My Year in Books: Goodreads Data Analysis in R

In 2020, I set a goal of reading 30 books. Aided by a last minute charge, I managed to hit this number. I finished my 30th book on December 31st.

As I was finishing up my year of reading, I started thinking about some of the statistics of my year in books:

  • On average, how many pages did I read per day?
  • Did I have any slumps during the year? If so, could the slumps be explained?
  • What would be a reasonable reading goal for 2021?

I tracked all of my books using Goodreads, so I started poking around on the Goodreads website to see if I could access my library.

I used the tidyverse, lubridate, and scales packages in this analysis. You can find the code for this post on my GitHub.

Getting the Data

Getting Goodreads data isn’t too difficult. They have a great export tool, and if you follow this link, you can export your library. If you have a lot of books in your library the export can take a long time. The data export comes with 31 columns.

For this analysis, the columns I’m interested in are Date Read, My Rating (what I rated the book, 0-5 stars), Average Rating, Number of Pages, and Original Publication Year. I added my data to a GitHub repository.

One thing that’s missing from the Goodreads data export is the description of the book. I wrote a python script that uses BeautifulSoup to scrape Goodreads for this information. I don’t use it in this post, but I could see using it in a different post down the road.

The data from Goodreads is mostly good to go, but there are a few tweaks to make before getting started.

gh_link1 <- "https://github.com/bgstieber/files_for_blog/raw/master/"
gh_link2 <- "goodreads-data-analysis/goodreads_library_export.csv"

goodreads_data <- read_csv(paste0(gh_link1, gh_link2)) %>%
  # fix issue with data export for a book
  mutate(`Number of Pages` = ifelse(grepl("Be a Player", Title),
                                    256, `Number of Pages`))

books_2020 <- goodreads_data %>%
  # only 2020 books
  filter(year(`Date Read`) == 2020) %>%
  # create rating_diff and publish_year columns
  mutate(rating_diff = `My Rating` - `Average Rating`,
         publish_year = coalesce(`Original Publication Year`,
                                  `Year Published`)) %>%
  # clean some column names
  rename(date_read = `Date Read`,
         page_count = `Number of Pages`,
         avg_rating = `Average Rating`,
         my_rating = `My Rating`) %>%
  # add when the previous book was finished, sort then lag
  arrange(date_read) %>%
  mutate(previous_book_date = lag(date_read))

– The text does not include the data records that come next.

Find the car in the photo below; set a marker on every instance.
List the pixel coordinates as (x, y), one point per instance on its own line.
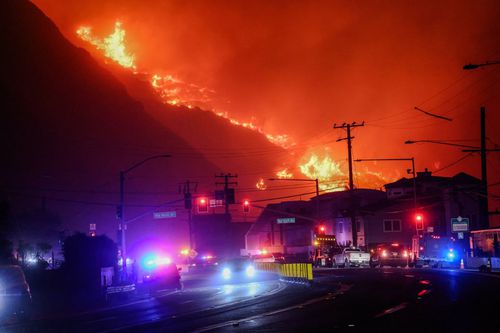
(238, 270)
(393, 254)
(15, 294)
(351, 256)
(161, 272)
(203, 263)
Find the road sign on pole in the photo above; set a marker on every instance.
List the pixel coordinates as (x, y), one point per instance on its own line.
(285, 220)
(459, 224)
(164, 215)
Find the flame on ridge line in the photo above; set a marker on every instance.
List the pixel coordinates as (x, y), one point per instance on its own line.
(171, 90)
(175, 91)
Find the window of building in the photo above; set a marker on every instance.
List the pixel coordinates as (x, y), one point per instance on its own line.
(392, 225)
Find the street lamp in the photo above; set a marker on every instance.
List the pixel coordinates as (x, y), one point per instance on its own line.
(121, 210)
(299, 180)
(439, 142)
(412, 159)
(474, 66)
(304, 180)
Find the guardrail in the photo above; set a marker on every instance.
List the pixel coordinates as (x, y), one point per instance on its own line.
(293, 272)
(118, 290)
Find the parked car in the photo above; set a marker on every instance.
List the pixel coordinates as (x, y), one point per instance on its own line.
(15, 294)
(351, 257)
(393, 254)
(161, 272)
(238, 270)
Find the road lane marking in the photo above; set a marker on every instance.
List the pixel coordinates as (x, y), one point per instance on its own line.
(101, 319)
(392, 310)
(235, 323)
(281, 287)
(423, 292)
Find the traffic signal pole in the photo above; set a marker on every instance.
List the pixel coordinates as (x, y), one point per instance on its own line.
(352, 214)
(226, 184)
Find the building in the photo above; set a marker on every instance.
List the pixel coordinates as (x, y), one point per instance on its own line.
(381, 216)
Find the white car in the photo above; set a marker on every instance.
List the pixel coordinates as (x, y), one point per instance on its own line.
(351, 257)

For this analysis, I make the assumption that I read only one book at a time (not always true), and that I start reading a book immediately after I finish the previous one (not always true either).

2021 Goal

This post has mostly been an exploratory analysis of my Goodreads data. To make it actionable, let’s focus on setting a data-driven reading goal for 2021.

To start, let’s look at the average number of pages I was reading throughout the year.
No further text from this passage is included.